Closed Ph0rk0z closed 2 weeks ago
Are you referencing this block here?
Yea. I transposed K+V to get it to inference but no go. Just get gibberish. Same for SDP. Must be missing something. xformers seemed like the inference got faster too. SDP it was the same. These functions expect q/k/v to all be the same size, for flash attention it takes care of that.
Any thoughts on flash infer?
https://github.com/flashinfer-ai/flashinfer
Looks like it has the same expectation, just looking at the example.
Doesn't it have it's own kernels? I dunno if it can be shoehorned in but I didn't look too hard. Benefit of xformers is working on non-ampere cards.
xformers support has been added. For what it's worth. (:
The latest git xformers changed where you import the mask from so that will be coming up.

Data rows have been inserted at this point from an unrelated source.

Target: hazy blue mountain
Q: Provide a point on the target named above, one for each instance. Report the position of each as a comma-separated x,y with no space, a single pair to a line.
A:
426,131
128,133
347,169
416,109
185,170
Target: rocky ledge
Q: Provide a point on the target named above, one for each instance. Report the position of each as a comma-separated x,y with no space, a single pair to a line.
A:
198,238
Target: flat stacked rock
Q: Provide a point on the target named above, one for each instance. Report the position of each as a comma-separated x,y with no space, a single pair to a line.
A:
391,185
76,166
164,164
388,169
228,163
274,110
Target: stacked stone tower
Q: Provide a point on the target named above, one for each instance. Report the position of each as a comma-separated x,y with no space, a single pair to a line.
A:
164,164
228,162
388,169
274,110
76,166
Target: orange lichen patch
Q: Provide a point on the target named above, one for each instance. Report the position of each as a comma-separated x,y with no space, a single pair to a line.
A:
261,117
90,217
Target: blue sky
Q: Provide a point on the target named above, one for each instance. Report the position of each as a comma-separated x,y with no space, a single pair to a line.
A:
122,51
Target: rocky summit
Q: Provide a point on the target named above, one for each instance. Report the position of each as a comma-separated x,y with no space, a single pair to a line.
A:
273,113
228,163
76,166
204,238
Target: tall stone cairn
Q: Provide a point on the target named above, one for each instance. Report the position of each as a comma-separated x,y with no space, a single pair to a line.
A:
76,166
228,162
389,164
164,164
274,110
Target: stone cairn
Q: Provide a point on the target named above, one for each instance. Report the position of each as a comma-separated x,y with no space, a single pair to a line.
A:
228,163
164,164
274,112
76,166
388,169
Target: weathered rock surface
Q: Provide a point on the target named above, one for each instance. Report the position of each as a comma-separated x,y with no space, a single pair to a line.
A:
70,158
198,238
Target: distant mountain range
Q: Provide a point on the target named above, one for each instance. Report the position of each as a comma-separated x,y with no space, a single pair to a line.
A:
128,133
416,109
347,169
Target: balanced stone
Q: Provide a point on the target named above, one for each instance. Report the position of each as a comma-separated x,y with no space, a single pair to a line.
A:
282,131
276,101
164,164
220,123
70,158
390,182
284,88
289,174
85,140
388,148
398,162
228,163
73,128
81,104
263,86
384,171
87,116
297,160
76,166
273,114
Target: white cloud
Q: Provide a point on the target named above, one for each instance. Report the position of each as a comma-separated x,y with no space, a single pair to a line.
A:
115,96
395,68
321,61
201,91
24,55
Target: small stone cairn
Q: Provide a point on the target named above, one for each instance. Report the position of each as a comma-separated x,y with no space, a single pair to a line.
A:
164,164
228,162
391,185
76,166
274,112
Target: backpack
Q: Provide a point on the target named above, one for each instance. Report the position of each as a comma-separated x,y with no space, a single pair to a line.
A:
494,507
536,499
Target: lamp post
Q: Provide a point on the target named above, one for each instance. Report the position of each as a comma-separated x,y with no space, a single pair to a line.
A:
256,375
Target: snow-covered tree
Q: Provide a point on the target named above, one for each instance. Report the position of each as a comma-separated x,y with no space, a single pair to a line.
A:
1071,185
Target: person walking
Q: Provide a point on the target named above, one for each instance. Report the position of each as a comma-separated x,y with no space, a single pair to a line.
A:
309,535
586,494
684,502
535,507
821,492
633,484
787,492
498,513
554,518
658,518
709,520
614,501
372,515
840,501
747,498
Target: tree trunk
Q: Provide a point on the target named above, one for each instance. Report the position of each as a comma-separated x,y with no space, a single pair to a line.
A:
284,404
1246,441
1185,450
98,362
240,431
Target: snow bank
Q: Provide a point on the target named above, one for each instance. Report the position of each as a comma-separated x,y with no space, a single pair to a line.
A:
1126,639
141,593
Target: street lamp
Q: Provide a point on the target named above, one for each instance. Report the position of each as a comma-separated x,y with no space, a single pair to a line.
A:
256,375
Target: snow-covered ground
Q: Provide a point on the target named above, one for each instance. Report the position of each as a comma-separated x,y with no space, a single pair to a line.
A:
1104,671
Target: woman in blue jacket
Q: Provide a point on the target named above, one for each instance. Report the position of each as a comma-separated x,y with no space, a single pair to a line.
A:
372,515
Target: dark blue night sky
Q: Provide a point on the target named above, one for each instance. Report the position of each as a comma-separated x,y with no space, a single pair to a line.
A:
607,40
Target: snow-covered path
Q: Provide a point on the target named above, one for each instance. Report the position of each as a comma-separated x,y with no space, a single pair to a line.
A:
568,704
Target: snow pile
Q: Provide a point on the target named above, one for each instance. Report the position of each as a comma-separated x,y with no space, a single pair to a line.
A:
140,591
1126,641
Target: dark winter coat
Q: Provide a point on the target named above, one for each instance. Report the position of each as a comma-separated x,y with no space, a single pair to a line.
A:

It's xformers.ops.fmha.attn_bias. Found out when I rebuilt it for torch 2.3.1
Tested out your xformers attention implementation. On 2080ti 22g, I am fitting 1000+ more tokens on nous-capybara. It supports P100 when compiled and would probably help those with non FA cards vs having nothing. Haven't tried SDP yet but I'm guessing it did worse? I only did Q8 cache, maybe more will fit with Q4.
edit:
I was able to test both SDP and xformers but wasn't paying attention to the outputs, just OOM. For some reason I can't get the model coherent. It's probably due to having to reshape the tensors. Xformers was faster.